Aston Martin'in en ulaşılabilir modeli olarak 2005 yılında yollara çıkan Vantage artık yeni nesliyle karşımızda. En az 11 özel versiyonu üretilen ve daha önce iki motorla (V8 ve V12) motorla satılan Vantage, yeni neslinde sadece çift turbo beslemeli 4,0 lt'lik bir V8 ile üretiliyor. DB11 modeliyle tasarım anlamında bir kırılma yaşayan İngiliz marka yeni Vantage'da da iddialı ve aykırı bir yolu benimsemiş. Bir önceki nesilde zarafeti elden bırakmayan bir tasarımla gözü okşayan Vantage'ın yeni neslinde özellikle yüz yapısında alışkanlık gerektirdiğini söylemeliyiz. Ağabey DB11'den farklılaşmak adına tamponun altına kadar uzatılan abartılı büyüklükteki ön ızgara ve fazlasıyla küçük kalan farlar otomobilin yüzünde karakter eksikliğine neden olmuş.
Bununla birlikte arka bölümse otomobilin genişliğini kaplayan dalgalı ışık şeridiyle çok daha estetik.
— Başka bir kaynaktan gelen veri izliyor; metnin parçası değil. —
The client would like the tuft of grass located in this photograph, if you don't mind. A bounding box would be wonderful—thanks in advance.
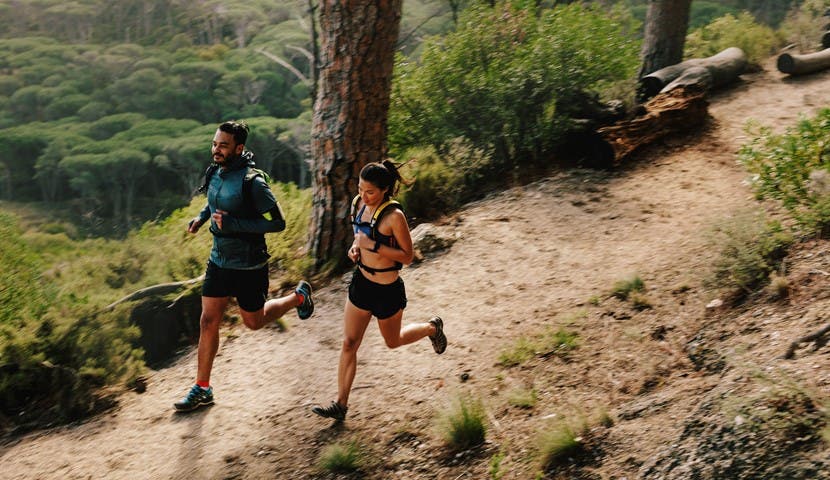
[767,273,790,300]
[628,292,653,310]
[318,441,365,473]
[439,396,487,450]
[507,388,538,409]
[498,328,579,367]
[499,337,536,367]
[611,275,646,300]
[490,451,505,480]
[707,213,793,298]
[538,422,588,471]
[597,408,614,428]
Güzelliğin göreceli olduğunu hatırlayıp biraz daha objektif konulara geçelim. Mesela motor: Mercedes-AMG GT'den tanıdığımız 510 HP gücündeki motor neredeyse sürücü ve yolcunun ayaklarının arasında yer alıyor. 1530 kg'lik kuru ağırlığın otomobil üzerindeki dağılımı çok dengeli: Yüzde 49,2 ön ve yüzde 50,8 arka.
Bu değerde ZF tarafından üretilen 8 ileri vitesli otomatik şanzımanın arka aksa yerleştirilmesi de etkili. Portekiz'deki Algarve Pisti'nde direksiyonu başına geçtiğimiz yeni Vantage'da opsiyonel olarak sunulan spor egzoz sistemi ve karbon seramik frenler de vardı. AMG'nin karakteristik marş sesini özletmeyen güçlü bir tınıyla uyanan motor, yaklaşık 4,47 metre uzunluğundaki kompakt sporcuyu Launch Control (kalkış yardımcısı) yardımıyla 3,6 saniyede 0'dan 100 km/s'ye ulaştırıyor.
İki turbo da maksimum 1,6 bar çalışma basıncına ulaştığında A6A spesifikasyonlu 295 mm'lik Pirelli P Zero lastikler sıcak asfaltla bütünleşiyor. 4,0 lt'lik motor 2000- 5000 d/d aralığında ürettiği 685 Nm maksimum torkla her an inanılmaz bir çekiş gücü sunuyor. 100 km/s sınırı aşıldı ve diji tal hız göstergesi 10'ar km/s'lik basamaklar halinde yükseliyor. DB11'den farklı olarak sürüş programları Comfort yerine Sport'tan başlıyor. Sport+ ve Track ile sürücüye daha fazla özgürlük sunulurken ESP'yi tamamen devre dışı bırakmak da mümkün. Motorun ve yürüyen aksamın birbirinden bağımsız olarak ayarlanabilmesi farklı beklentileri karşılamak adına güzel.
Pisti ve otomobili tanımak adına pistte attığımız ısınma turundan sonra biz de Vantage da hazır. Fren, dönüş ve gaz noktalarını ayarlamak çok kolay. Vektörel tork dağılımı yapabilen elektronik diferansiyel kilidinin kullanıldığı ilk Aston Martin olan Vantage gücünü yola aktarma konusunda çok başarılı. Direksiyon kimilerine fazla yumuşak gelebilir ancak yönlendirme yeteneği ve geri bildirimi başarılı.
Opsiyonel fren sistemi üst üste atılan hızlı turlarda bile performans kaybı göstermezken pedal hissi de iyi. Pistten normal trafik koşullarına çıktığımızda Vantage'ın gerçek bir sporcu olduğunu bir daha anlıyoruz.
DB11'de karşılaştığımız rahat gezinti ruhu burada mevcut değil. Neredeyse tekerlek yuvalarına çarpan yaprakları bile hissediyoruz ve V8 motor AMG GT'den daha yüksek bir uğultu yayıyor. Yaklaşık 300 km'lik yolculuğun sonunda kendimizi süspansiyon için konfor düğmesini ararken buluyoruz.